Saí pela porta. Desci a rua. Entrei no meu carro.
A estrada era um borrão. A Pina nunca tinha passado uma noite sem a mamã ou sem mim. Ela devia estar aterrorizada.
Horas se passaram. Três abrigos, até que finalmente a encontrei.
Estava encolhida no canto de uma gaiola de metal, a tremer. Os seus grandes olhos escuros encontraram os meus, e ela gemeu — um gemido baixo e desesperado. Ela pressionou-se contra as grades, abanando fracamente a cauda.
“Pina”, sussurrei.
A mulher da recepção olhou para mim com um sorriso triste. “Posso ajudar?”
“Vim buscá-la para a levar a casa”, disse eu, com a voz embargada. “Ela é a minha cadela.”

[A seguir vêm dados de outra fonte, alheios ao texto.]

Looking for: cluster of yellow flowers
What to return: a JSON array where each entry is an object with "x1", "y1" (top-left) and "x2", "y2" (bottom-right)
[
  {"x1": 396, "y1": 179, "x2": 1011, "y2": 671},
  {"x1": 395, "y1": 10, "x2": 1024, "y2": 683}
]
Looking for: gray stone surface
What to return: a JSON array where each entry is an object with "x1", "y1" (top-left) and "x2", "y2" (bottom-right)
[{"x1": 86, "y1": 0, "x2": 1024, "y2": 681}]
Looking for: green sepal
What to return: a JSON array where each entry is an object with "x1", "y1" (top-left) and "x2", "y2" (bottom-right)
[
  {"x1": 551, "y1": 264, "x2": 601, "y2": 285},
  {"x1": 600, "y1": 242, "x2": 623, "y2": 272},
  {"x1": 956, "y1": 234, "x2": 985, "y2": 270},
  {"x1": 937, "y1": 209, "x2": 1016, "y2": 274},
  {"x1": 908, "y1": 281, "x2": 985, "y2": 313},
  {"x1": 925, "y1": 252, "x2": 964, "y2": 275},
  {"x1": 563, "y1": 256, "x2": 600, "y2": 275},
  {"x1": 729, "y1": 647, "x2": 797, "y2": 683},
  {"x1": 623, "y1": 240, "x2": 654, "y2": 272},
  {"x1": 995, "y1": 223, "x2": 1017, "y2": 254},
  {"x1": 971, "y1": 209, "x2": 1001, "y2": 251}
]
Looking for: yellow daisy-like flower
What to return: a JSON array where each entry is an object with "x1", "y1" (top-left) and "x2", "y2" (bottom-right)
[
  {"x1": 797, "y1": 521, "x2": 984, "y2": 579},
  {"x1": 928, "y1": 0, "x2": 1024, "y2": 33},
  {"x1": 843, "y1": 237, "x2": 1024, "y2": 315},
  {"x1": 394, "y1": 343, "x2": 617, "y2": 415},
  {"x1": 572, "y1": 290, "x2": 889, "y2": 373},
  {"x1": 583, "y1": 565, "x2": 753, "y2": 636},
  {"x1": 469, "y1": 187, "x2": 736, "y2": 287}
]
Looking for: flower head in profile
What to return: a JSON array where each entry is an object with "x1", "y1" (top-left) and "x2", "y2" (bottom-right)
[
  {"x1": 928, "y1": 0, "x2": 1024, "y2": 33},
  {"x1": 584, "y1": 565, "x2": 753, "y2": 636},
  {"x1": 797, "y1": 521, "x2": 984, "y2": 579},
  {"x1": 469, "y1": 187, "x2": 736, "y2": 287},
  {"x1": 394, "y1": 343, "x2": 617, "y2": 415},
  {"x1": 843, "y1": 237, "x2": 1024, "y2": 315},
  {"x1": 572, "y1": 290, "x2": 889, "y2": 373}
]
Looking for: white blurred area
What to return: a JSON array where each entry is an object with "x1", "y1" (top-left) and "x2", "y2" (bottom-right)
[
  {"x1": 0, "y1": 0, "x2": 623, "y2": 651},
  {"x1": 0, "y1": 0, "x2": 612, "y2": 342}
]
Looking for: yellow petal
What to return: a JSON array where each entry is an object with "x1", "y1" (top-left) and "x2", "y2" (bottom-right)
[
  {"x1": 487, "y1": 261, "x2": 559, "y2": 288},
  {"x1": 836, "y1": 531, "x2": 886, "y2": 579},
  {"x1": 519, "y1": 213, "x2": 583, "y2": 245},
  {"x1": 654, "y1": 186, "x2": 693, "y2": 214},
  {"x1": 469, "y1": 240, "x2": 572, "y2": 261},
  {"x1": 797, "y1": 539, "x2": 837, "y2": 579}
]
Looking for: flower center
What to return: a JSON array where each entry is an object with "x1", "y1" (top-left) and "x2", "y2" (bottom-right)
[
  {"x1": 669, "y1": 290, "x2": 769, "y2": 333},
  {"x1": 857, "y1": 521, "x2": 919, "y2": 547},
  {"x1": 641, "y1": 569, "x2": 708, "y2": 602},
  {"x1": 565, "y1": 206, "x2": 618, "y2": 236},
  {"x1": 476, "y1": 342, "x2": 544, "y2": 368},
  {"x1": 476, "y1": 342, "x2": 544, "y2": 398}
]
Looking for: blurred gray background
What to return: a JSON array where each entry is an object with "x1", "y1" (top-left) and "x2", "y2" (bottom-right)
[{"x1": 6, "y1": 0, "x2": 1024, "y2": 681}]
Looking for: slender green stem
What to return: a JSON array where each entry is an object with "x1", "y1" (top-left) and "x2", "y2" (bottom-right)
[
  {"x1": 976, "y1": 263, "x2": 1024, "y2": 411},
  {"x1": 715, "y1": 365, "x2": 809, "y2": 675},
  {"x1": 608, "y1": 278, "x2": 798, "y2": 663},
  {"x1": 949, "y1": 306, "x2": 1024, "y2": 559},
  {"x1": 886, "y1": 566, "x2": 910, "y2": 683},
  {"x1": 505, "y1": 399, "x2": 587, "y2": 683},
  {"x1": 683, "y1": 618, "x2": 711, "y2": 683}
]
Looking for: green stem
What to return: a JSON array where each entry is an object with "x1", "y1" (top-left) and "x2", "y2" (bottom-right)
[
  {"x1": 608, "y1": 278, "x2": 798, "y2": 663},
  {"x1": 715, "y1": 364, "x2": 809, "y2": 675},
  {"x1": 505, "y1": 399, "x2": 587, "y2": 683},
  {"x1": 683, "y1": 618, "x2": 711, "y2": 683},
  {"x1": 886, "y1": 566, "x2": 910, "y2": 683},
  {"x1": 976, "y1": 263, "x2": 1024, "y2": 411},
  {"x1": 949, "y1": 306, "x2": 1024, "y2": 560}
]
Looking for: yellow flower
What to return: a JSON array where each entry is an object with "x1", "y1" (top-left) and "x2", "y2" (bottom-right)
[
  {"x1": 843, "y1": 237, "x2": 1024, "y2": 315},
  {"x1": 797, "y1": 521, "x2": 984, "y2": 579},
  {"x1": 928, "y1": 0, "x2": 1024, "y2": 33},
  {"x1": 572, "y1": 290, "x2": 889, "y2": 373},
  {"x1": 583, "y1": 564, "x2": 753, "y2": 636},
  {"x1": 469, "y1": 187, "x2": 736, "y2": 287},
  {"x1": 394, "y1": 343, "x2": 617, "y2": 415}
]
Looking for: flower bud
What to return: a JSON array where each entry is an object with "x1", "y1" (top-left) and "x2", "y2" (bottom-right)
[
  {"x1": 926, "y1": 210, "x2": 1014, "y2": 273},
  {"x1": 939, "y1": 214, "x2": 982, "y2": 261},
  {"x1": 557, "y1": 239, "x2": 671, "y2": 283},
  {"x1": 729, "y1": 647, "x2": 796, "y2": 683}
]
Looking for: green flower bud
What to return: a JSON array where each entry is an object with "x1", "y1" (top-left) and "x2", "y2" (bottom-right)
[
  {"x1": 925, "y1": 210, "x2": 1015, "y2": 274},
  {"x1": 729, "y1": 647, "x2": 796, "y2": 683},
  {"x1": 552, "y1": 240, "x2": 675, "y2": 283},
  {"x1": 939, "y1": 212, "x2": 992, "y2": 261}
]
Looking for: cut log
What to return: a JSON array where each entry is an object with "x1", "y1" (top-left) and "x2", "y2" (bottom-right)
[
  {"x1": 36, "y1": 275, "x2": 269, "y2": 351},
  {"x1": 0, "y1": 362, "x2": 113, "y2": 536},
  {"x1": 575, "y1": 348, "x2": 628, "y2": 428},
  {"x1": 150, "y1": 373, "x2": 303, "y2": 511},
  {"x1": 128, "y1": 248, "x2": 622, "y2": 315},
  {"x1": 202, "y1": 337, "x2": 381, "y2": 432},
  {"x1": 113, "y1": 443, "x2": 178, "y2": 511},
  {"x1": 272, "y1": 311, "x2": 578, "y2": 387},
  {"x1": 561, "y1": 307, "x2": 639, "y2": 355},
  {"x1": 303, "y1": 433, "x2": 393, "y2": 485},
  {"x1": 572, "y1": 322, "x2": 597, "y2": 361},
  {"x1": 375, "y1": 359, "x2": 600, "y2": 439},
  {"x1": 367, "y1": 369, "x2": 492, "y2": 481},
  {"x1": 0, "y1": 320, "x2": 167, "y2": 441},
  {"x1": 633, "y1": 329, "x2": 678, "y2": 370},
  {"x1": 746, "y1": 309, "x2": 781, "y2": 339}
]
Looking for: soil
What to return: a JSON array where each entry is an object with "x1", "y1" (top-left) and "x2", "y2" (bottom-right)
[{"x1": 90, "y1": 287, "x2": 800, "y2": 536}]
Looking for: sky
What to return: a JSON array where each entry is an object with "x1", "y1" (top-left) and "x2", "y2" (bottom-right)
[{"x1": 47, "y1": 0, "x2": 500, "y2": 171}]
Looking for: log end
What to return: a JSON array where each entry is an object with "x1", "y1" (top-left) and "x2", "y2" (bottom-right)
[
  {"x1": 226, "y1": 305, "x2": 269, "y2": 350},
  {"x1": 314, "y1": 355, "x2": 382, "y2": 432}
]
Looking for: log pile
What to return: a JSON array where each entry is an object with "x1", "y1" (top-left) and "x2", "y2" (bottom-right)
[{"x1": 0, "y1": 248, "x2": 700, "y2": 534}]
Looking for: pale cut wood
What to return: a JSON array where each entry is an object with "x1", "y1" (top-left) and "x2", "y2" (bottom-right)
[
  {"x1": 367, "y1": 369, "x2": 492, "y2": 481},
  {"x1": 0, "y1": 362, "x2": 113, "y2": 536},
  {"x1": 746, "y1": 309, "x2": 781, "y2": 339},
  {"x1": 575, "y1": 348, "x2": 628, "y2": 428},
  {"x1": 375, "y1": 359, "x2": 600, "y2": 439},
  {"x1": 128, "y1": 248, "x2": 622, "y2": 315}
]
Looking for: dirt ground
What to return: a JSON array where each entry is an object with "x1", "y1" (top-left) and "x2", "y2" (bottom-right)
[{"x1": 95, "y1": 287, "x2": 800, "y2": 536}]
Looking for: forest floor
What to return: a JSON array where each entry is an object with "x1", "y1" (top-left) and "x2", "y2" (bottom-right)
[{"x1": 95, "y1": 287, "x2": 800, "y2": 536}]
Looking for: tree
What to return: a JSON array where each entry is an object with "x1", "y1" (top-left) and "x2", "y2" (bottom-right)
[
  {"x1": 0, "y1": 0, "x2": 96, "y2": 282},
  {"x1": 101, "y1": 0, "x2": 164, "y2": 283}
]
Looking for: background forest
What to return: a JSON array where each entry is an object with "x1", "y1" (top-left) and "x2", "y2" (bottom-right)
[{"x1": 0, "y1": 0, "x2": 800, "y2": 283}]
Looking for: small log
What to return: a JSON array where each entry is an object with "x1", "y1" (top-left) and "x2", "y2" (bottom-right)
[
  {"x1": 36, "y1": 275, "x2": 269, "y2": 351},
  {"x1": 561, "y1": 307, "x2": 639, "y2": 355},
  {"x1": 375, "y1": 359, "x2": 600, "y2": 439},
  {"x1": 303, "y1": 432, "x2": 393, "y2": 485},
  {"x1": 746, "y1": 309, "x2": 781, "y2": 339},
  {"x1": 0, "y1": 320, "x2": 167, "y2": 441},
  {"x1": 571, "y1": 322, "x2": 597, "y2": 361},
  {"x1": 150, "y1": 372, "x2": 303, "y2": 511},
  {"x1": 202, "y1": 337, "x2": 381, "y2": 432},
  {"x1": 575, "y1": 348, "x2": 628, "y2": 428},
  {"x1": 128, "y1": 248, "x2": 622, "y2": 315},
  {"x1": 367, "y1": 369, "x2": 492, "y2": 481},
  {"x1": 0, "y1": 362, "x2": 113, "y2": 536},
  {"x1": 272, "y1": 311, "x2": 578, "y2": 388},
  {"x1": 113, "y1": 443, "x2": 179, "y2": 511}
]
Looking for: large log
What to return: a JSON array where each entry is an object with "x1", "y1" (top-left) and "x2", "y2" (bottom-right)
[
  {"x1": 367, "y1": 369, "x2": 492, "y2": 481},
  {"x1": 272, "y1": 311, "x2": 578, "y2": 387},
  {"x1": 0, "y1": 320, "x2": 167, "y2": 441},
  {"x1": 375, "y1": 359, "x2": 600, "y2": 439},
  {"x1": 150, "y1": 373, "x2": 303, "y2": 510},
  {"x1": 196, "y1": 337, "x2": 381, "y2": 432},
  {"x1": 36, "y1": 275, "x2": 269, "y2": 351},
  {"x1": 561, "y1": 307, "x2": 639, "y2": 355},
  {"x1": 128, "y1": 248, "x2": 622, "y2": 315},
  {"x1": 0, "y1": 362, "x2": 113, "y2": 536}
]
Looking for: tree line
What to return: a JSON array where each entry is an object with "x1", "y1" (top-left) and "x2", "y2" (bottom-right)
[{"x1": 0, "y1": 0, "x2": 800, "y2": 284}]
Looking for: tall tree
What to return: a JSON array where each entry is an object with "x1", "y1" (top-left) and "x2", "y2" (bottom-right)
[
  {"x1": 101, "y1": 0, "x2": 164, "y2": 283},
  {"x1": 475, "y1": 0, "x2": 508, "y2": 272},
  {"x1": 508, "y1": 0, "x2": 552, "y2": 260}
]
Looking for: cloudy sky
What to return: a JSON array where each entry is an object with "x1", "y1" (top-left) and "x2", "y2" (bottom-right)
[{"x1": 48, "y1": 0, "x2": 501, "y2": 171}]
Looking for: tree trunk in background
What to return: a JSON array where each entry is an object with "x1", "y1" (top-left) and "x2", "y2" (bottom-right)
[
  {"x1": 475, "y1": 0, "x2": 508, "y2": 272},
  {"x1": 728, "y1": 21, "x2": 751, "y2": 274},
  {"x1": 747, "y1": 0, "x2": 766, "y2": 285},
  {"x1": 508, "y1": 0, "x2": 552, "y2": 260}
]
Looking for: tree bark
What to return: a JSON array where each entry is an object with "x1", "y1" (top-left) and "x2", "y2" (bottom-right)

O rosto dela mudou. “Peço desculpa, o seu pai assinou os papéis da rendição.”
“E então?”, disse eu. “Ele não tinha o direito—”
Ela suspirou. “Legalmente, ela já não é tua.” A sua voz suavizou. “Um novo dono irá procurá-la hoje.”
Eu queria lutar. Gritar. Fazer alguma coisa .
Mas cheguei tarde demais.
A Pina já tinha ido embora.
As duas semanas seguintes decorreram num silêncio nebuloso. O pai mal falava comigo. Não que eu me importasse. A casa da mamã — a nossa casa — parecia mais fria do que nunca. Sem Pina. Sem calor. Apenas ecos do que tinha perdido.
Depois o telefone tocou.
“Precisa de entrar”, disse o advogado da minha mãe. O seu tom era calmo, mas o meu estômago revirava.
Quando cheguei, o meu pai já lá estava, de braços cruzados, batendo impacientemente o pé. Não estava de luto — estava à espera. Provavelmente por dinheiro.
O advogado pigarreou e abriu uma pasta. “O testamento da sua mãe era… muito específico.”
O papá animou-se, com os olhos brilhando.

Prendi a respiração.
“Tudo o que ela possuía antes do casamento permaneceu exclusivamente dela”, continuou o advogado. “E como tudo o que foi comprado durante o casamento foi feito com o dinheiro dela…” Fez uma pausa, olhando para o pai. “… tudo irá para o único herdeiro.”
O papá inclinou-se para a frente, pronto para receber a sua inesperada recompensa.
O advogado virou-se para mim.
“Para a Pina.”
Silêncio.
O papá riu. “O quê?”
O advogado não pestanejou. “A sua mãe deixou tudo à Pina — a sua casa, as suas poupanças, todos os seus bens. Agora, legalmente, pertencem à cadela.”
O ar no quarto mudou. O papá congelou. Consegui ouvir a sua respiração falhar.
“Isto é uma loucura!”, exclamou. “Um cão não pode ser dono de uma propriedade!”
“Correto”, disse o advogado. “É por isso que o tutor legal dela tem o controlo total.” Fechou a pasta e olhou-me nos olhos.
A ficha caiu como um raio.
Eu era o guardião da Pina.
O que significava… que era tudo meu.
O rosto do pai contorceu-se em fúria.
E, pela primeira vez em meses, sorri.
Ele empalideceu. Depois ficou vermelho. Os seus punhos se fecharam. Nunca o tinha visto demonstrar qualquer emoção — até agora.
“Isto é uma piada. Uma piada de mau gosto!”, cuspiu as palavras.
O advogado não hesitou. Simplesmente deslizou os papéis pela mesa. “É juridicamente vinculativo. A sua mulher foi muito clara. Não receberá nada.”
Observei o pânico a tomar conta do rosto do meu pai. O seu maxilar contraiu-se, a sua respiração acelerou, os seus olhos moveram-se inquietos. Agarrou a cadeira como se pudesse segurar algo que lhe escapasse.
Então, de repente, algo lhe ocorreu. Levantou-se bruscamente, com a cadeira a ranger.
“Então levarei o cão.”
Eu ri-me. “Boa sorte com isso.”
Ele saiu furioso. Eu deixei-o ir.
Quando chegou ao abrigo, Pina já tinha saído.
Ashley — a melhor amiga da mãe — era voluntária ali há anos. Assim que viu Pina, não hesitou. Levou-a para casa.
O meu pai, sem saber, tinha entregue a companheira mais leal da minha mãe a alguém que realmente se preocupava.
Quando chegou, exigindo a sua “propriedade”, já não havia mais nada para levar.
E nessa altura, eu também já tinha ido embora.
A Ashley acolheu-me como se eu fosse da família. Em sua casa, não sobrevivia apenas — estava em segurança . Eu era amada. Tinha um lar e a herança, sim — mas, mais do que isso, tinha a Pina. Todas as noites ela aconchegava-se ao meu lado, quentinha e tranquila, longe do homem que nunca quis nenhuma de nós.
O meu pai?
Ele não tinha nada.
Exatamente o que ele merecia.
E a última coisa que lhe disse?
“A mamã sempre soube que acabarias sozinha.”